We were wrong about the limits. Sixty-two percent of activated free users never hit the task ceiling. They were happily running three or four automations within the free limits, getting real value, and never paying us anything. They were the best kind of user — engaged, active, retained — and they were generating zero revenue.

"Lower the free limits," the CFO said.

"If we lower the limits, activation will drop," I said. "Users won't hit the aha moment fast enough."

"If they don't convert, who cares about the aha moment?"

She had a point. But so did I. This is the fundamental tension of PLG: the free tier needs to be good enough to create engagement and bad enough to create upgrade motivation. Too generous and you're running a charity. Too restrictive and you're running a trial, not a freemium product, and you should just call it a trial.

We compromised. We kept the automation limit at five but dropped the task ceiling from 1,000 to 500. We also added a feature gate: advanced conditions (if/then logic within automations) required a paid plan. The theory was that users would build simple automations for free, realize they needed conditional logic, and upgrade.

Free-to-paid conversion went from 3.1% to 4.8%. The feature gate was the biggest driver — conditional logic turned out to be the thing that separated casual users from serious ones. Users who tried to add a condition and hit the paywall converted at 22%.

San Francisco, May 7, 2026

Here's where we are now, two years into the PLG motion. The numbers I would have put on a pitch deck slide:

Free signups: 8,200/month. Activation rate: 41%. Free-to-paid conversion: 4.8%. Average time from signup to first payment: 34 days. Paid customer retention at twelve months: 88%. Net revenue retention: 112%.

Those are good numbers. PLG is working. The flywheel is — to use a word I hate — spinning.

Here are the numbers I wouldn't put on the slide:

Total investment in PLG over two years: approximately $1.4 million in engineering, design, and analytics time. Onboarding rewrites: four. A/B tests run on the free-to-paid conversion flow: 67. Tests that produced statistically significant results: 11. Tests where the "winning" variant turned out to be a local maximum that we later had to unwind: 3.
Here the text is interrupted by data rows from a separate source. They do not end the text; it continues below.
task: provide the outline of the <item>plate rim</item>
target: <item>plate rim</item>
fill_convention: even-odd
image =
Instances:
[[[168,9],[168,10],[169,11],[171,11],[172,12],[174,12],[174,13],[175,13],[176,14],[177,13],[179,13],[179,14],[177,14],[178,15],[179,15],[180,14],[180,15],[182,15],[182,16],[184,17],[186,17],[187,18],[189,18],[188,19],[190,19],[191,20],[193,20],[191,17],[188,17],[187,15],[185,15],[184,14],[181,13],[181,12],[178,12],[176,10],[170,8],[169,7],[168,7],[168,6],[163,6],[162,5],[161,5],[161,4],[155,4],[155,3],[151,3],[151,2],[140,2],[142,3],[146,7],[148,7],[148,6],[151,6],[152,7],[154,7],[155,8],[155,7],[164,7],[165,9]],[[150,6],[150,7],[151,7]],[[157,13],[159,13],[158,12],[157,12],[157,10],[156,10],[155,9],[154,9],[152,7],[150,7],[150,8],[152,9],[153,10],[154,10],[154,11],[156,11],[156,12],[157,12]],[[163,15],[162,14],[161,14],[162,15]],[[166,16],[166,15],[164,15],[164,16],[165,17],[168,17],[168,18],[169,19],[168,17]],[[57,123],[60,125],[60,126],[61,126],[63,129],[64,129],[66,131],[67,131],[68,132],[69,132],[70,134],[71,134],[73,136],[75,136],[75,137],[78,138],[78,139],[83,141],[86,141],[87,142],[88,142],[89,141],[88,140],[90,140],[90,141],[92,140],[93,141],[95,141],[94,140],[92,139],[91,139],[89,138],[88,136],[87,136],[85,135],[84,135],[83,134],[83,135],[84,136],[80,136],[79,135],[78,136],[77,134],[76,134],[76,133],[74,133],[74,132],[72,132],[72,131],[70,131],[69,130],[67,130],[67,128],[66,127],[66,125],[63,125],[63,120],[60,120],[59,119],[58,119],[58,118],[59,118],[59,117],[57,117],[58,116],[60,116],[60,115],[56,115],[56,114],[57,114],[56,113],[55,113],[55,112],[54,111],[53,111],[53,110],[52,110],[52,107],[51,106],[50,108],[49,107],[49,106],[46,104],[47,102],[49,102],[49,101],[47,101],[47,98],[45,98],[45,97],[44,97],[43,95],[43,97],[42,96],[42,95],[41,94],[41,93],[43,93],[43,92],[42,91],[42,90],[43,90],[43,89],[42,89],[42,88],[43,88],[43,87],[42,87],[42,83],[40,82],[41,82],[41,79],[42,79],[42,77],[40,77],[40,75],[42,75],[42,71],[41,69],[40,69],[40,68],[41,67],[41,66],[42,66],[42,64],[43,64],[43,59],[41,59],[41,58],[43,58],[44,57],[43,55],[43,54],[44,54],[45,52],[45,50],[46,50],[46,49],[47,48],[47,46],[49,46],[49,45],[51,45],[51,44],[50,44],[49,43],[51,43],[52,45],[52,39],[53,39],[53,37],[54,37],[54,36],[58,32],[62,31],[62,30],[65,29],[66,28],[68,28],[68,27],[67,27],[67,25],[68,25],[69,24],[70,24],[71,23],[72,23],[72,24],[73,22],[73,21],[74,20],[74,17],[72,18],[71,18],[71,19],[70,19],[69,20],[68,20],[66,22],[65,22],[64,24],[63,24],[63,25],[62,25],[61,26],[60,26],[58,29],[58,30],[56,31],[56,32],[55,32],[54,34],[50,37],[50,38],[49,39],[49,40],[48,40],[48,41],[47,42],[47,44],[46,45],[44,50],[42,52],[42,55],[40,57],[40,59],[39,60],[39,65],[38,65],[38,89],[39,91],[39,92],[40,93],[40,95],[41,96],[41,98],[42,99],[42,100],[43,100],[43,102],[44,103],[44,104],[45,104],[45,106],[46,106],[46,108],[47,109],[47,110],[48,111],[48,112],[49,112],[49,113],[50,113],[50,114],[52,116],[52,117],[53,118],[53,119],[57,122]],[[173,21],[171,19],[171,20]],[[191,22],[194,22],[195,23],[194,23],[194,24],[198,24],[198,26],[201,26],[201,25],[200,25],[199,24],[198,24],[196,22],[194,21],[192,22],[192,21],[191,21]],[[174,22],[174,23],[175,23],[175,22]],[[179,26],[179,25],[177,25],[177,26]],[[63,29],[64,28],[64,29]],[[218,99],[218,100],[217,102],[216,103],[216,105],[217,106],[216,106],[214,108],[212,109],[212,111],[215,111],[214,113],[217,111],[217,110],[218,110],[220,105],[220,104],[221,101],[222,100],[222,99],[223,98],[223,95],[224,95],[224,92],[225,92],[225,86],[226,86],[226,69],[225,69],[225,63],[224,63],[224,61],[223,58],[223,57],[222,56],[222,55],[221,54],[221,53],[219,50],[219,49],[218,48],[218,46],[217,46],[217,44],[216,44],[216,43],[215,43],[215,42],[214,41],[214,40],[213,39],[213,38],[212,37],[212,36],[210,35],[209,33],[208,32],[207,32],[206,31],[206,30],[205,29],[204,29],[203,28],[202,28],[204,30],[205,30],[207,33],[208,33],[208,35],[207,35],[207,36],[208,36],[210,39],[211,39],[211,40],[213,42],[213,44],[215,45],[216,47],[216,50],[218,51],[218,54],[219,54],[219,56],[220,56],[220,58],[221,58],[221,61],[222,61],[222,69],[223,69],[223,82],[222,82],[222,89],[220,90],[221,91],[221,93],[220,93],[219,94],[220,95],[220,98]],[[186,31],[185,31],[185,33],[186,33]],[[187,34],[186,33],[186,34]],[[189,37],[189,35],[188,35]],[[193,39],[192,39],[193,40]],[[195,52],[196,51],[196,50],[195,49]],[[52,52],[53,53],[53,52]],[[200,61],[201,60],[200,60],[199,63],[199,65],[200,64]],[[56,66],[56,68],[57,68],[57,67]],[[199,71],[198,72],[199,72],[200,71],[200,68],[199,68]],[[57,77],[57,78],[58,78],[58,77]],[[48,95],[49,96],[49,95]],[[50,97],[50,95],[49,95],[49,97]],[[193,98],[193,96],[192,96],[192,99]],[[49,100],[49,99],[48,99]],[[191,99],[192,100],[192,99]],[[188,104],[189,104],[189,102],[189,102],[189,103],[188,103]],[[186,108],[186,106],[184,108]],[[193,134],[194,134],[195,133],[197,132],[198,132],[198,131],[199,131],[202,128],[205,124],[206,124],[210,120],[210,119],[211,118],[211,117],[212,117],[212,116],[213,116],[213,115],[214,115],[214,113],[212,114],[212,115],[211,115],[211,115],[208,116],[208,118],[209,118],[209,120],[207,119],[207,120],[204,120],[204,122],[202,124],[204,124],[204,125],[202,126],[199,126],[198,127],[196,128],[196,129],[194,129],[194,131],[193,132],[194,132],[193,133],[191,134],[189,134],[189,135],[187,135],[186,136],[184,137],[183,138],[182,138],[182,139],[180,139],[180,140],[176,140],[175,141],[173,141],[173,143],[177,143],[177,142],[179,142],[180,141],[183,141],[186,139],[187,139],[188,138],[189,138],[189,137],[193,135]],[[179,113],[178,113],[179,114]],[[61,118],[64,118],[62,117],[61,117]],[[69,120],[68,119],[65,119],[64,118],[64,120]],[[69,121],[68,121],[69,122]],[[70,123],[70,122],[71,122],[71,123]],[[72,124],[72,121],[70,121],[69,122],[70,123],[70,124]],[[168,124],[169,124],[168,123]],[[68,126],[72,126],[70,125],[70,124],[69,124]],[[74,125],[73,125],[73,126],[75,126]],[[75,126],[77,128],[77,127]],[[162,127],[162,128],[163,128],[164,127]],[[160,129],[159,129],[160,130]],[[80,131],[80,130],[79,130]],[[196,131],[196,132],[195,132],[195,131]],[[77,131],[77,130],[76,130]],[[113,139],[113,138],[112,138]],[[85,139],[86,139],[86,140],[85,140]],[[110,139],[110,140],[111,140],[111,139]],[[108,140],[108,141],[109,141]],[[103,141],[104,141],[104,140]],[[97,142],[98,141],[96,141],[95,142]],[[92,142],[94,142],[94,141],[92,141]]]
We employ two full-time people whose entire job is optimizing the free-to-paid funnel. Their Slack channel, #plg-experiments, has 4,300 messages. If you scroll through it, you'll find more failed hypotheses than successful ones. You'll find arguments about statistical significance thresholds. You'll find a thread from October 2024 where I wrote, at 11 p.m., "I genuinely don't know if PLG is working or if we're just getting better at measuring our own delusion."

Product-led growth works. I believe that now, with evidence, in a way I didn't when we started. But it works the way losing weight works: slowly, painfully, with constant effort, and with no single moment where you can point and say "that's when it happened." It's a thousand small optimizations compounding over years.

If someone shows you a flywheel diagram and tells you the product sells itself, ask them three questions: What's your activation rate? How many times did you rewrite your onboarding? And how much did it cost?

If they can answer all three, they've done the work. If they can't, they're selling you a slide deck.